Elle bondit en faisant les gros yeux, fouille dans son sac à main Michael Kors et sort une petite boîte couleur crème de la grosseur de la paume d'une main et me le tend.
-C'est pour toi. Ouvre-le.
Elle est toute sourire et ça me fait sincèrement du bien de la voir ainsi. La dernière fois que je l'ai vu, c'était à l'aéroport, elle était morvé de larmes.

Elle insiste en secouant la petie boîte. Je la lui prends des mains même si j'ai envie de la fusiller du regard. Elle est la mieux placé pour savoir à quel point je déteste lorsqu'on dépense pour moi. Je me sens tout d'un coup mal à l'aise. Je ne peux pas l'accepter.
Elle m'encourage à l'ouvrir d'un signe de main, devinant mon inconfort.
-S'il te plaît, ouvre-le. Je te l'ai acheté avec beaucoup d'amour.
Je soupire et...non je ne l'ouvre pas tout de suite, je soupire encore une fois, je finis par obéir et je tombe sur un magnifique pendatif en or sur lequel il était marqué Elena en lettres attachées. Je fonds tout de suite.
-Mila, c'est magnifique. Merci.
Je continue à admirer ce petit bijou lorsqu'elle se place derrière moi. Elle me tend sa main sur le côté de ma tête et je lui donne le collier. Habilement, elle me l'attache autour du cou.
-Comme ça tu ne pourras plus me le redonner, plaisante Mila.
Elle se place devant moi d'un coup pour admirer son oeuvre.
-Wow, ça te va divinement bien. Je le savais, je ne me trompe jamais dans mes achats.
Mon sourire timide s'élargit jusqu'à mes joues.
Mila sourit comme une petite fille toute heureuse. Je ne comprends pas, c'est moi qui devrait sourire. C'est moi qui a reçu le cadeau. Et soudain je comprends. La cause de ce sourire à un prénom et un nom : Roméo Valentin. Elle est en pleine face d'aveuglement amoureux. Ça existe, la connerie que tu viens de dire ? Ma conscience roule des yeux sévèrement. Mais j'ai fait quoi encore ?
Tout d'un coup, je vois Mila sérieuse. Elle est même en état de choc. Ses yeux ronds regardent quelque chose derrière moi.
-Qu'est-ce qu'il y a Mila ?
Elle cligne des yeux et me regarde enfin.

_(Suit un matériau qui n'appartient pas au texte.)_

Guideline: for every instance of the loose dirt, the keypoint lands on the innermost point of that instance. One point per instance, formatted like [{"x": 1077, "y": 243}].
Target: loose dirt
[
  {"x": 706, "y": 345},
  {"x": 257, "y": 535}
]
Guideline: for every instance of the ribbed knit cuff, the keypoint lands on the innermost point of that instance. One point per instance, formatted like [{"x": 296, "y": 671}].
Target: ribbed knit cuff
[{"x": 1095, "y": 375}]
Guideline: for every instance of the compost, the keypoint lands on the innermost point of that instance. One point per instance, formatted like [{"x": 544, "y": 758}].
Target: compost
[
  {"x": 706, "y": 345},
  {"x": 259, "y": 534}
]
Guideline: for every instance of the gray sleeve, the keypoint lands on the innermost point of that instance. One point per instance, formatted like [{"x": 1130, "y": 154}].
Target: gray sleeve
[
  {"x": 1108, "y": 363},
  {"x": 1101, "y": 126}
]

-Pourquoi tu as cet air-là ?
-Quel air? Je n'ai rien.
-On dirait que  tu viens de voir un mort.
-Hein? Non pas du tout.
Elle rie. Elle rie nerveusement en plaçant une mèche de cheveux derrière son oreille. C'est une tactique qu'elle a lorsqu'elle me cache quelque chose. Cette fois je me retourne d'un bond.

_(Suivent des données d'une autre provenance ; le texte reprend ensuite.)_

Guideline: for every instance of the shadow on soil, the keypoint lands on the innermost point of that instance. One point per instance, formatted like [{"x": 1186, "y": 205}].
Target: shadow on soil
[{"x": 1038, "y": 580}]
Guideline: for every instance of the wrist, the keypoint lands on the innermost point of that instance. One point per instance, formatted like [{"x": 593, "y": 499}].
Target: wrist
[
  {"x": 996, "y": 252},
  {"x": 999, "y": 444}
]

-Non, Elena, ne regarde pas !
Elle a raison. Je ne dois pas regarder ça. Je ne devais pas le faire. Alors pourquoi je suis incapable d'arrêter de les observer ? Lui et cette fille entrain de s'embrasser ? Sa bouche sur sa bouche. Ses mains sur ses mains.
Lui et elle.
Lui et elle.
Nicola et Wendy.
Ensemble.

Je sens mes jambes trembler, mon âme se déconnecter de mon corps et puis tout devient lent et flou. Je ne me souviens plus de rien, uniquement le cri étouffé de Mila qui a laché un juron. À part ça, c'est le noir totale.